Mr Robertson, who speaks several languages and was born in south London, has been reckoned by many commentators ‘the real leader of the opposition’.
His thoughtful, pointed, and well researched questions have had Theresa May on the ropes at Prime Minister’s Questions far more often than Jeremy Corbyn has managed.
Perhaps it is that, as much as the favourable constituency demographics, that has led to Mr Robertson being so high up the Scottish Conservatives target list.
Popular at Westminster and in his party (winning well over 50 per cent in the recent depute leader election), the former journalist has been an MP now for over 16 years.
He will hope he is also popular enough locally to hold on to his seat, which he won in 2015 with an increased majority of just over 9,000.
That majority in traditional elections should be insurmountable, and this area has been solidly SNP for the best part of 30 years.

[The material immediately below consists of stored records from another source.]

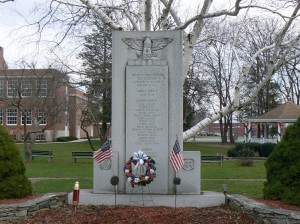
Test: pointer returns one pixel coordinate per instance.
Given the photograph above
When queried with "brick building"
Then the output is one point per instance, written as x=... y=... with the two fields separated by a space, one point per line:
x=40 y=102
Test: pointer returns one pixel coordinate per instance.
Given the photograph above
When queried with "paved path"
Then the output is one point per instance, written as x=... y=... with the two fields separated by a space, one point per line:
x=36 y=179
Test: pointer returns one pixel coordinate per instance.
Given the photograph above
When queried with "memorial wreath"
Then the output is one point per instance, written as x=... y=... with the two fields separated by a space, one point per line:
x=140 y=159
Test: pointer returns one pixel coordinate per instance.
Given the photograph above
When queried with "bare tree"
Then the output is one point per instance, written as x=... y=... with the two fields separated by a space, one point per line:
x=137 y=15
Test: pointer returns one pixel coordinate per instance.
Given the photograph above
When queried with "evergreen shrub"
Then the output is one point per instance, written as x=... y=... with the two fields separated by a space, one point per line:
x=263 y=150
x=66 y=139
x=266 y=149
x=13 y=182
x=283 y=168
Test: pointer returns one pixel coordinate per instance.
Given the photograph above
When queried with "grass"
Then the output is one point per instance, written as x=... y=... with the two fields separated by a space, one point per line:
x=213 y=176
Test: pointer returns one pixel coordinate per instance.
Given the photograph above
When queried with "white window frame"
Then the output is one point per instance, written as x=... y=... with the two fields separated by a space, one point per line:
x=28 y=117
x=11 y=115
x=1 y=116
x=12 y=88
x=41 y=116
x=41 y=88
x=26 y=87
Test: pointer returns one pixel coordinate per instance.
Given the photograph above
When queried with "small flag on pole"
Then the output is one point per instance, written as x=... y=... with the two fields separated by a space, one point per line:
x=176 y=157
x=105 y=152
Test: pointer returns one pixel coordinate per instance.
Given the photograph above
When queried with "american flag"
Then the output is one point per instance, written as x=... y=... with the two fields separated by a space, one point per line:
x=105 y=152
x=176 y=157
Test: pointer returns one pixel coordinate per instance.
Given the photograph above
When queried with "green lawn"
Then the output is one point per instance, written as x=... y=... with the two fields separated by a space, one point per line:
x=212 y=175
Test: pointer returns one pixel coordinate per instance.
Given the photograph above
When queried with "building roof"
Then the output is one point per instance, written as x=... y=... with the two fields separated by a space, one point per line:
x=287 y=112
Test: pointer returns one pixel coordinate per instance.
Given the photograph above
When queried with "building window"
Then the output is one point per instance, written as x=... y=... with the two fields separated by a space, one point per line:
x=41 y=88
x=26 y=88
x=40 y=137
x=1 y=88
x=11 y=116
x=12 y=88
x=28 y=117
x=1 y=116
x=41 y=116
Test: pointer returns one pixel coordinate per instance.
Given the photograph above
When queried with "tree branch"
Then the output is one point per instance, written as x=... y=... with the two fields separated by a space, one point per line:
x=104 y=18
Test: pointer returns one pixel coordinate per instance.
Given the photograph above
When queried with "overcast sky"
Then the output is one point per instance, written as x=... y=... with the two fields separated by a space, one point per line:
x=18 y=44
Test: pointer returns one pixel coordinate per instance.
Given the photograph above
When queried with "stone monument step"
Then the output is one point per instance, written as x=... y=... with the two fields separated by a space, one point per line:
x=205 y=199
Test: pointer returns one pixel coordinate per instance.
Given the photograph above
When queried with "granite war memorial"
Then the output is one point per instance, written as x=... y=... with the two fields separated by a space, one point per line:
x=147 y=114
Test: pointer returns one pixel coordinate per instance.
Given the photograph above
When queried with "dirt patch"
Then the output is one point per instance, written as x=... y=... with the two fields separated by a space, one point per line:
x=132 y=214
x=18 y=200
x=278 y=204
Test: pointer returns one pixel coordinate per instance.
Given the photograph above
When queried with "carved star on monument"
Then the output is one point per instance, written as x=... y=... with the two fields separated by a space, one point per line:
x=146 y=47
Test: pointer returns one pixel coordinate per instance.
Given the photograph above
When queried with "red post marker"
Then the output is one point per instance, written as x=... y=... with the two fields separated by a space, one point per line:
x=76 y=193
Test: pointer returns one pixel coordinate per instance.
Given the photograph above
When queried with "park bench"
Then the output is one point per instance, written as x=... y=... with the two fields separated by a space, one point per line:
x=82 y=155
x=42 y=153
x=212 y=159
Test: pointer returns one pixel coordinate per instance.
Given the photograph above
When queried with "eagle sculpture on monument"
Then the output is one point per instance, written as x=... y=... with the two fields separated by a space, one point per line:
x=146 y=47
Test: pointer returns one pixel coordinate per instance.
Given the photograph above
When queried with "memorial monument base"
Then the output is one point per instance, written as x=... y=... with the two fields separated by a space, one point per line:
x=205 y=199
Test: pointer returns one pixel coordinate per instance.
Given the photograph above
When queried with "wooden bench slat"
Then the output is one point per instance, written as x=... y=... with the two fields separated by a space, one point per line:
x=42 y=153
x=82 y=155
x=212 y=159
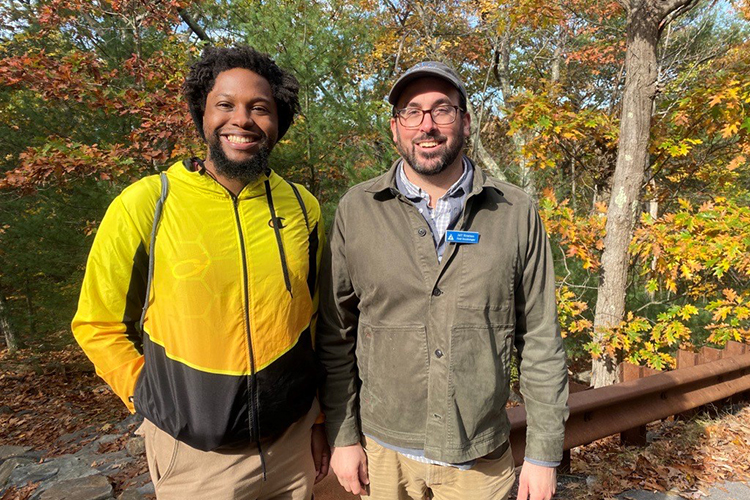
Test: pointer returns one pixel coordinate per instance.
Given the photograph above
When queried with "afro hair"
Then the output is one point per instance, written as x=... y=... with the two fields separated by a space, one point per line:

But the area was also a solidly no voting constituency in the referendum of 2014, and that has the Conservatives thinking their anti-independence message could cut through.
Ruth Davidson’s party significantly cut into the majority of former Government minister Richard Lochhead at the equivalent Holyrood Seat last year, with a swing of nearly 15 per cent away from the SNP.
While every council area in Scotland voted Remain in the Brexit referendum of 2016, Moray came closest to backing the exit from the European Union.
49.9 per cent of voters in Angus Robertson’s constituency voted to leave the EU, over 10 per cent higher then the figure for the whole of Scotland.
Douglas Ross, like 50.1 per cent of those he hopes are his future constituents, backed a remain vote in that referendum.
The Tory MSP is planning a third stab at dethroning Angus Robertson, after failing to come close in either 2010 or 2015.
Mr Ross also stood in the equivalent Scottish Parliament seat last year, and came closer than many expected to winning, before being elected on the party list.
He is bullish about his chances, penning in his local paper “Angus, we are coming for you”, putting Mr Robertson on notice that he would challenge him again.
But despite that bullishness, there is no denying that Mr Ross faces an uphill struggle to defeat one of Scotland’s most recognisable MPs.
Had he been a Leave voter, he could have perhaps galvanised Brexiteers in all parties (including some SNP Brexit backers) to send him to Westminster.
There’s also possibility that while he came close to defeating Richard Lochhead, he didn’t actually win the seat, so he has arguably reached his peak.
The MSP and former Councillor hasn’t had his problems to seek as an SFA referee and linesman.
That might make for good puns and colour in profiles, but when that duty interferes with his parliamentary duties, as has happened in the past, it can cause controversy.
“How many jobs does he want?” was the SNP response.
If they can make that line stick, then the Tories could be deprived their Portillo moment.